素人にはなかなか理解できないのが「裁判」。笑福亭仁鶴司会の『バラエティー生活笑百科』(NHK)や、『行列のできる法律相談所』(日本テレビ系)といったテレビ番組が成立し、人気を博すのも、「素人は法律が分からないから」だが、プロはどんな裁判に注目しているのだろう? 弁護士の竹下正己氏が回答する。
【相談】
毎号、竹下正己弁護士の「法律相談」を楽しみに拝読しています。そこで竹下弁護士にお聞きしたいのですが、昨年の2015年に起きた裁判事例でいちばん関心をひかれたのは、どのような事件や諍いだったのでしょうか。また、これから私たちが気をつけなければいけない裁判事例も教えてください。
【回答】
私の関心より、読者のためになる事件を紹介します。年末、夫婦同姓制度と待婚期間の合憲性が問われ、最高裁大法廷は前者を合憲、後者は離婚後100日を超える再婚禁止期間は違憲との判断を同じ日に示しました。前者に関し、最高裁はなお国会で議論するように求めています。後者は女性の6か月の再婚禁止期間が男女平等違反なのか問題になりました。
民法では、婚姻後200日後に生まれた子と離婚後300日以内に生まれた子を夫の子と推定しています。子の父親が前夫か再婚した夫かを区別するためで、再婚禁止期間も同様の趣旨です。簡単な算数で離婚後100日で足りるのがわかります。
子供が蹴ったサッカーボールが校庭を飛び出し、バイクを転倒させ、親の責任が問われた事件で、最高裁は通常では人身に危害が及ぶとはいえない行為の場合、危険が具体的に予見可能でない限りは監督義務はないと判断しました。親族間の監督責任では、逆に認知症の高齢者が起こした鉄道事故の責任を家族が負うかという事件があり、最高裁の判断が待たれます。

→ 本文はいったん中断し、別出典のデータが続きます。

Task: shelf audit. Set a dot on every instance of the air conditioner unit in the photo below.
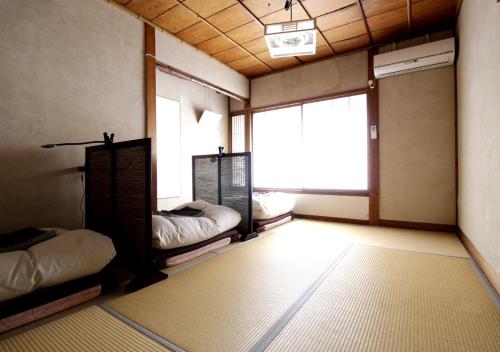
(420, 57)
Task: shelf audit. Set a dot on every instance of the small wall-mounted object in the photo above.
(209, 119)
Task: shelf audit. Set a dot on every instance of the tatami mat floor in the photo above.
(315, 286)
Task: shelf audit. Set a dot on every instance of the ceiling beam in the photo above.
(245, 7)
(222, 33)
(320, 32)
(408, 6)
(366, 22)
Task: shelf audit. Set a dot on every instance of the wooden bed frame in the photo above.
(263, 225)
(118, 204)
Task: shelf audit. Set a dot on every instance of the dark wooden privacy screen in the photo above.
(226, 180)
(118, 199)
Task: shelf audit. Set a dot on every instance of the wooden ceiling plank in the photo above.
(256, 46)
(197, 33)
(284, 15)
(231, 18)
(255, 70)
(244, 62)
(320, 7)
(352, 43)
(339, 18)
(427, 7)
(376, 7)
(351, 30)
(250, 13)
(207, 8)
(320, 32)
(231, 54)
(150, 9)
(215, 45)
(366, 22)
(388, 19)
(176, 19)
(221, 33)
(262, 8)
(246, 33)
(321, 52)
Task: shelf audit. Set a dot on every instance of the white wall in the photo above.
(478, 84)
(69, 70)
(195, 140)
(173, 52)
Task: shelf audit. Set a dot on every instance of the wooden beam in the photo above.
(408, 7)
(150, 68)
(222, 33)
(373, 147)
(320, 32)
(366, 22)
(187, 76)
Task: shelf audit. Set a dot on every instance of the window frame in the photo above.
(300, 102)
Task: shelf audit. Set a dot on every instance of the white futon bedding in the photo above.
(271, 204)
(68, 256)
(179, 231)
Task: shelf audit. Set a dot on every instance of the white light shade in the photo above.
(291, 38)
(209, 119)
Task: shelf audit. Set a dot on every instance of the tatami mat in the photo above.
(91, 329)
(440, 243)
(378, 299)
(229, 301)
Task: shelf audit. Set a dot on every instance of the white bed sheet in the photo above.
(68, 256)
(271, 204)
(179, 231)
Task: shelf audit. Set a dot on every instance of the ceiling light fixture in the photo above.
(294, 38)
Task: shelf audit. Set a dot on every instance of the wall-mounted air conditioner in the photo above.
(420, 57)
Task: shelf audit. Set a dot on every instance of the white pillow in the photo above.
(17, 274)
(72, 255)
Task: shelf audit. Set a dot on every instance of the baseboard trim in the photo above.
(418, 225)
(485, 267)
(332, 219)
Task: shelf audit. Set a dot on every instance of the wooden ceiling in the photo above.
(232, 31)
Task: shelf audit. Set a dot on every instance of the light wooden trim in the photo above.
(408, 7)
(332, 219)
(311, 100)
(319, 31)
(426, 226)
(366, 22)
(223, 34)
(373, 147)
(330, 192)
(187, 76)
(150, 68)
(485, 267)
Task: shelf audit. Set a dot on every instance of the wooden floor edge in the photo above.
(418, 225)
(387, 223)
(485, 267)
(331, 219)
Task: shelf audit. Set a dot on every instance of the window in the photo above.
(320, 145)
(168, 146)
(238, 133)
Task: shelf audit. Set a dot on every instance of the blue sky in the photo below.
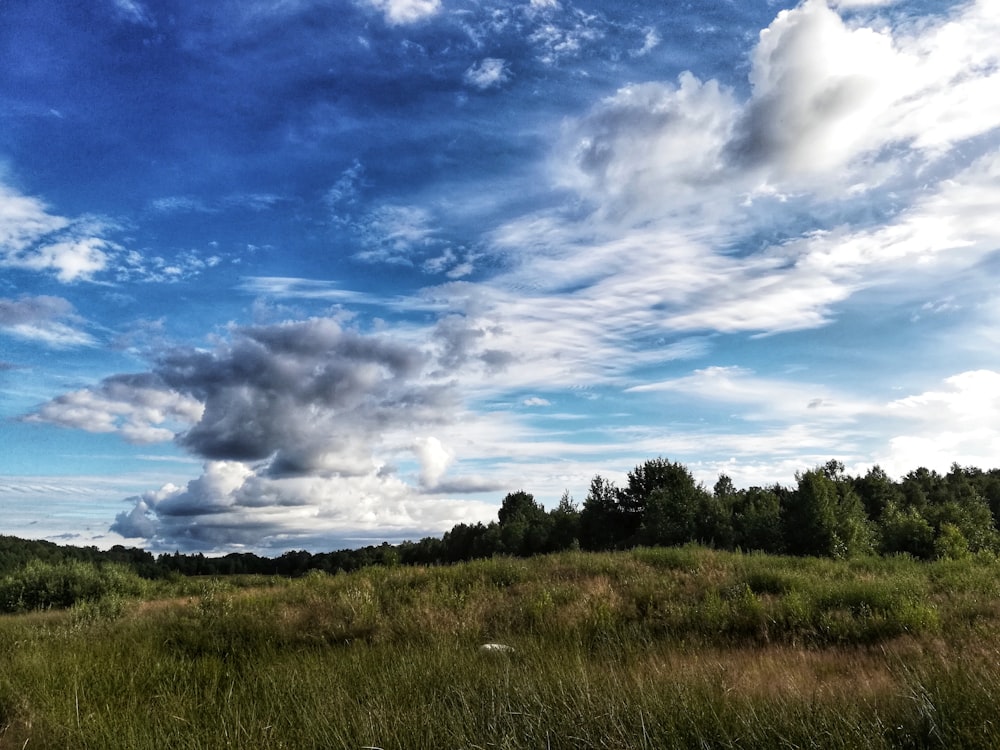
(311, 274)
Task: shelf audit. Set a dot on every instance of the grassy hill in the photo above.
(658, 648)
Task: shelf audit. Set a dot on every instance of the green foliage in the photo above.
(40, 585)
(657, 647)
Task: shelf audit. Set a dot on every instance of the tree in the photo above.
(757, 520)
(810, 518)
(524, 525)
(678, 510)
(905, 530)
(825, 516)
(564, 526)
(601, 518)
(877, 492)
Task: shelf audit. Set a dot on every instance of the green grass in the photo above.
(671, 648)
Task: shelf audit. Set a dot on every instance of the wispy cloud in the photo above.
(488, 73)
(51, 321)
(399, 12)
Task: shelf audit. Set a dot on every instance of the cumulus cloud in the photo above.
(48, 320)
(398, 12)
(487, 73)
(133, 11)
(140, 408)
(296, 423)
(827, 97)
(652, 140)
(231, 507)
(32, 238)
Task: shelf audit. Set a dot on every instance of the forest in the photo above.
(827, 513)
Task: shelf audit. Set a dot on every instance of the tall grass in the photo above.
(672, 648)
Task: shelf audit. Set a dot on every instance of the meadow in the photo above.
(650, 648)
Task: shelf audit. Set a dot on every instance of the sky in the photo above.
(313, 274)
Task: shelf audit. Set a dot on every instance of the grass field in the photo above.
(646, 649)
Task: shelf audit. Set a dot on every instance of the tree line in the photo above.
(827, 512)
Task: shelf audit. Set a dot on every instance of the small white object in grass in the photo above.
(496, 648)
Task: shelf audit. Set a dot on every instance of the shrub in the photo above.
(46, 585)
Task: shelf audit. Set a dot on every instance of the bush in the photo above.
(40, 585)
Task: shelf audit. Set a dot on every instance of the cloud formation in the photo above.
(51, 321)
(297, 423)
(487, 73)
(406, 11)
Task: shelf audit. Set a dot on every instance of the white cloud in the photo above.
(48, 320)
(230, 506)
(958, 423)
(398, 12)
(650, 140)
(435, 458)
(134, 12)
(138, 408)
(826, 94)
(487, 73)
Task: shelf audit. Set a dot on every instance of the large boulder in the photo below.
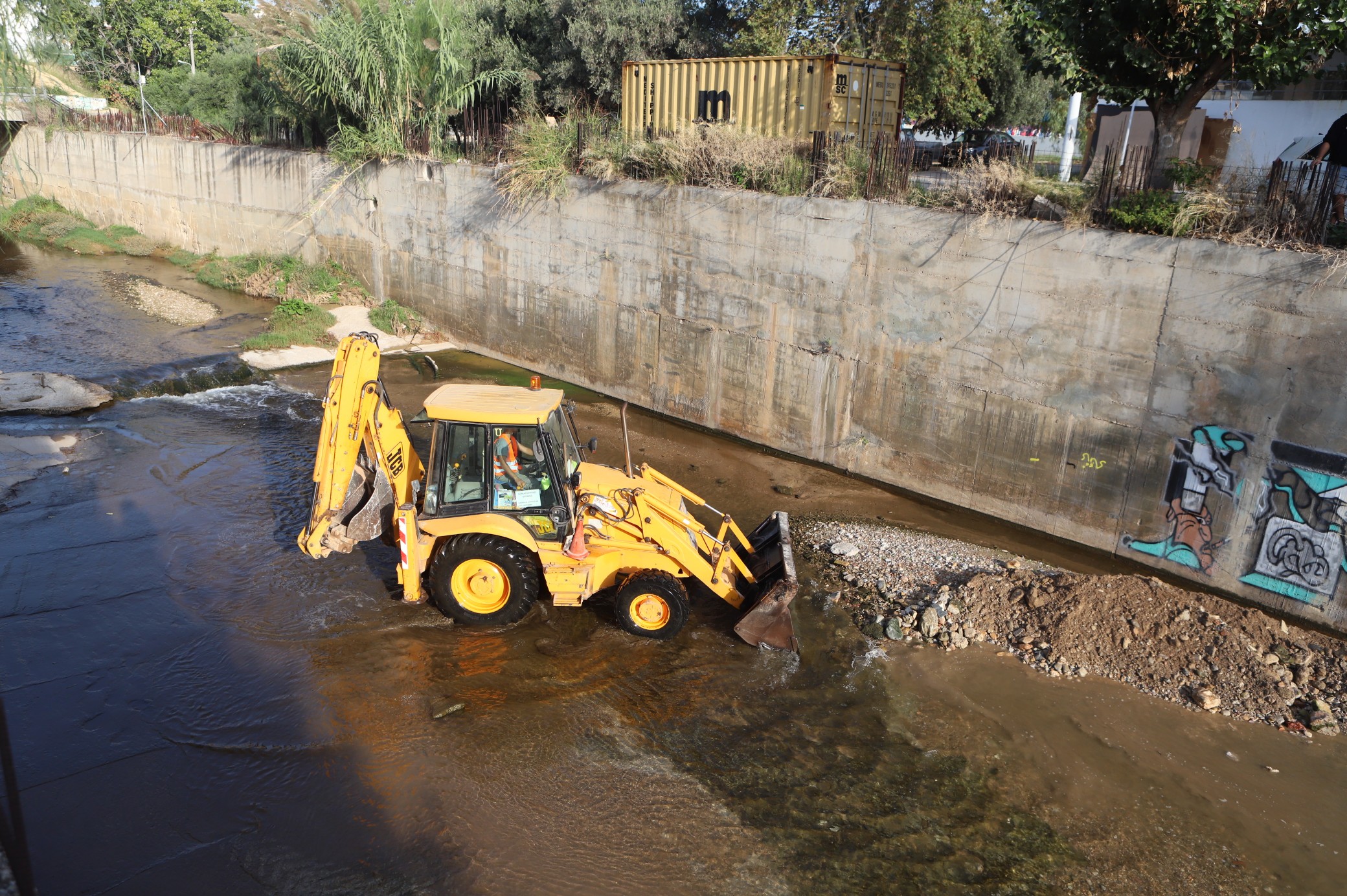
(32, 392)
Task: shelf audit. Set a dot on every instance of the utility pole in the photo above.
(1126, 135)
(1069, 139)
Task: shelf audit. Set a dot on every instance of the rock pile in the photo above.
(1191, 649)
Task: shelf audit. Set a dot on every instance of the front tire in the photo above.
(652, 605)
(484, 579)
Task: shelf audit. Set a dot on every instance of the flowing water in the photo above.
(198, 708)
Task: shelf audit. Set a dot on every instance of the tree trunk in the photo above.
(1171, 122)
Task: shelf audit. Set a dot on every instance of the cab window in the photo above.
(565, 442)
(462, 476)
(522, 480)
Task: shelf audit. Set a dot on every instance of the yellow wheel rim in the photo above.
(651, 612)
(480, 587)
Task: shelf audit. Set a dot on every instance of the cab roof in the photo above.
(506, 405)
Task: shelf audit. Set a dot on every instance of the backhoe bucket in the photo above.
(768, 622)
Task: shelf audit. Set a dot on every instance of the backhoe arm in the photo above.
(359, 496)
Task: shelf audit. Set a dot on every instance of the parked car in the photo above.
(973, 146)
(927, 151)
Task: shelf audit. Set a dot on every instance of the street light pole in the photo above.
(141, 85)
(1069, 139)
(1126, 135)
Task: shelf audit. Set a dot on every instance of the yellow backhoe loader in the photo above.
(506, 506)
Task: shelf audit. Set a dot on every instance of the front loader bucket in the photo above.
(768, 622)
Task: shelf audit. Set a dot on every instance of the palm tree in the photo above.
(390, 73)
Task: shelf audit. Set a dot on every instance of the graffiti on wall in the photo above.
(1300, 523)
(1201, 467)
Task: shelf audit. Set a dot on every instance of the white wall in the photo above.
(1267, 127)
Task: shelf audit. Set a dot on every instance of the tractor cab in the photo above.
(501, 451)
(507, 508)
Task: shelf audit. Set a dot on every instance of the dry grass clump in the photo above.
(843, 175)
(722, 157)
(541, 158)
(1005, 189)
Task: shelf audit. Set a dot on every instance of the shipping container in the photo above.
(778, 96)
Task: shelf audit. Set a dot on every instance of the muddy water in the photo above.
(197, 708)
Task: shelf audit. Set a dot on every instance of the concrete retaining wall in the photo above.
(1179, 402)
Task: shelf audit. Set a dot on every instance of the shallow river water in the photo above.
(197, 708)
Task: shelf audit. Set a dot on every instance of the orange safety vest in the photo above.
(510, 462)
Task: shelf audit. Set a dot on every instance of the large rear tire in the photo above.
(484, 579)
(652, 605)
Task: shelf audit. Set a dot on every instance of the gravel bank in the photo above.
(162, 302)
(1198, 650)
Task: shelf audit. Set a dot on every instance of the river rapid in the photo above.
(197, 708)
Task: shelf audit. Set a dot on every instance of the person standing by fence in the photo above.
(1335, 147)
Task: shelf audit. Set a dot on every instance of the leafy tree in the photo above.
(1017, 97)
(1170, 54)
(232, 91)
(111, 38)
(381, 73)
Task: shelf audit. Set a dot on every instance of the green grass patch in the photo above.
(395, 319)
(294, 322)
(280, 276)
(182, 258)
(1147, 212)
(47, 223)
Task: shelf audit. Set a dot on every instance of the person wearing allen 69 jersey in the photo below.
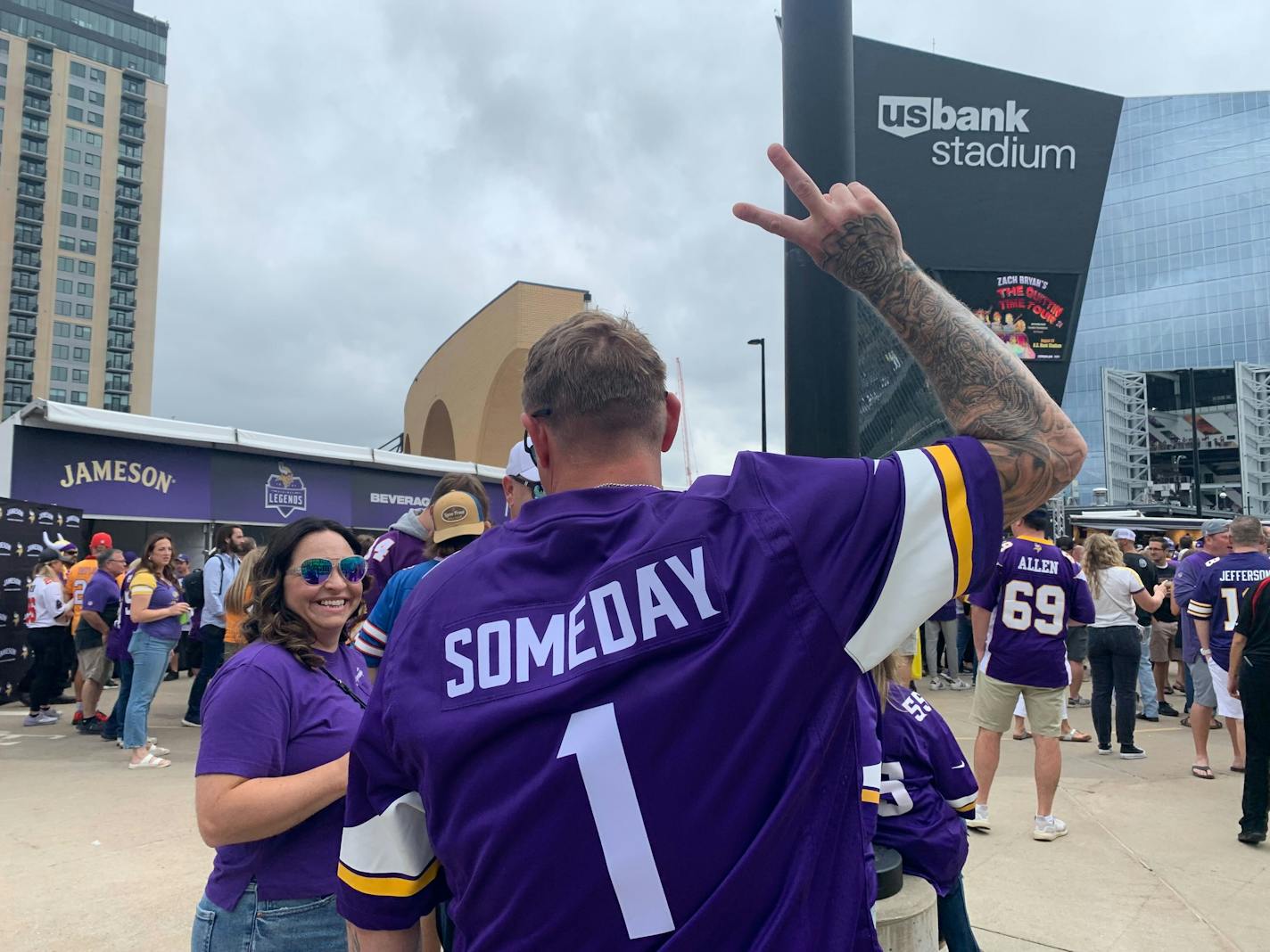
(1020, 631)
(625, 718)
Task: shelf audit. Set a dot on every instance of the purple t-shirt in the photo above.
(628, 718)
(1033, 593)
(101, 595)
(1219, 589)
(120, 632)
(926, 784)
(1183, 587)
(392, 553)
(266, 715)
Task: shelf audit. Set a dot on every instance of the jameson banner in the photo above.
(26, 529)
(108, 476)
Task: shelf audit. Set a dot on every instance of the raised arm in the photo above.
(985, 390)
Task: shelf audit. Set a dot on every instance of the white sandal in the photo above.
(149, 762)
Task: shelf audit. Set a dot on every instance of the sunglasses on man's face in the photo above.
(315, 571)
(535, 488)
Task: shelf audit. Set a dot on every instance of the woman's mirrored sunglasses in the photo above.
(315, 571)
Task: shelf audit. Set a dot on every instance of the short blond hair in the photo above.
(596, 373)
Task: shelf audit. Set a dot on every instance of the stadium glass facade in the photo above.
(1180, 275)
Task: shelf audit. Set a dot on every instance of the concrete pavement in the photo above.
(110, 859)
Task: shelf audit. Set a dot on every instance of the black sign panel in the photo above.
(991, 174)
(26, 529)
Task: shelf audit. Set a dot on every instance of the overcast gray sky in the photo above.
(348, 182)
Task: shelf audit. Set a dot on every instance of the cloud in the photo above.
(347, 183)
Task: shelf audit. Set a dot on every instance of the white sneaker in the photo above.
(1049, 831)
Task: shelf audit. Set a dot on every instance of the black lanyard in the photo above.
(343, 687)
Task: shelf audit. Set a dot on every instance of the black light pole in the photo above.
(1199, 496)
(822, 385)
(763, 377)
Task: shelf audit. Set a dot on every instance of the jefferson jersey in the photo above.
(1221, 587)
(1033, 593)
(926, 784)
(628, 718)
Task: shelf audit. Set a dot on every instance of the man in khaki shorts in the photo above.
(1020, 632)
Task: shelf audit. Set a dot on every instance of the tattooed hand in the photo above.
(985, 390)
(848, 233)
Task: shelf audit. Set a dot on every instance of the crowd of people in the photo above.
(631, 718)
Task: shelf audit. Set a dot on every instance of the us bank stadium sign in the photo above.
(914, 116)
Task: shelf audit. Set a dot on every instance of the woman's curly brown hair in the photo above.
(269, 620)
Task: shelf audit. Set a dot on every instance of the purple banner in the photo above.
(271, 488)
(111, 476)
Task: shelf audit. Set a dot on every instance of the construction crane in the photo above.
(683, 424)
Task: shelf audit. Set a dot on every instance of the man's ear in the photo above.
(673, 410)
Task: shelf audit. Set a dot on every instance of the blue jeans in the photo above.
(955, 921)
(149, 664)
(268, 925)
(113, 726)
(1146, 676)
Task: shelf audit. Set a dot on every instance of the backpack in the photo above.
(192, 589)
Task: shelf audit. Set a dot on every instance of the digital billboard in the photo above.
(1032, 313)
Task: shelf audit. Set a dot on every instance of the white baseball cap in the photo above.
(520, 464)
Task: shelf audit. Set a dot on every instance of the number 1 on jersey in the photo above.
(592, 736)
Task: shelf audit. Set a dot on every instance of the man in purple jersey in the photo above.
(1216, 539)
(1215, 608)
(1020, 631)
(628, 718)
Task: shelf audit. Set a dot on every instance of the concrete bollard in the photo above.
(910, 921)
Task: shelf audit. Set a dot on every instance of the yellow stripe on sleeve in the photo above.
(389, 885)
(958, 512)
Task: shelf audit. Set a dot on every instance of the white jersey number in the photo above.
(1040, 610)
(592, 736)
(893, 784)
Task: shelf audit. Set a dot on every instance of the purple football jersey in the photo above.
(1033, 593)
(1188, 574)
(1221, 588)
(926, 786)
(628, 718)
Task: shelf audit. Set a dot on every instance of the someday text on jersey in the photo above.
(658, 596)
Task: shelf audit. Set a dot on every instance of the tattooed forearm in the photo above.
(985, 390)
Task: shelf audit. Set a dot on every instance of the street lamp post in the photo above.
(763, 377)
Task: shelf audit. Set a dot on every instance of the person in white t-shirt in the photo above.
(1114, 641)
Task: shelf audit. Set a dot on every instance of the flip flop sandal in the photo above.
(149, 762)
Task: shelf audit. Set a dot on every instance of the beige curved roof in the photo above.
(465, 404)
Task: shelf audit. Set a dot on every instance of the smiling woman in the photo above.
(278, 721)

職場で女性に自分の性器を自慢したり、歳を尋ね、結婚しないと親が心配するとか、お局さんになって怖がられているのではないか、などと地元の方言を使い、野卑に発言した男をセクハラ行為であると会社が決定した懲戒処分を最高裁は正当としました。
キャリーバッグに躓き転倒した事故で、キャリーバッグが歩行者の歩行を妨げたり、躓いて転倒させることがないよう、注意すべき義務を負うとして賠償を命じました。気をつけてください。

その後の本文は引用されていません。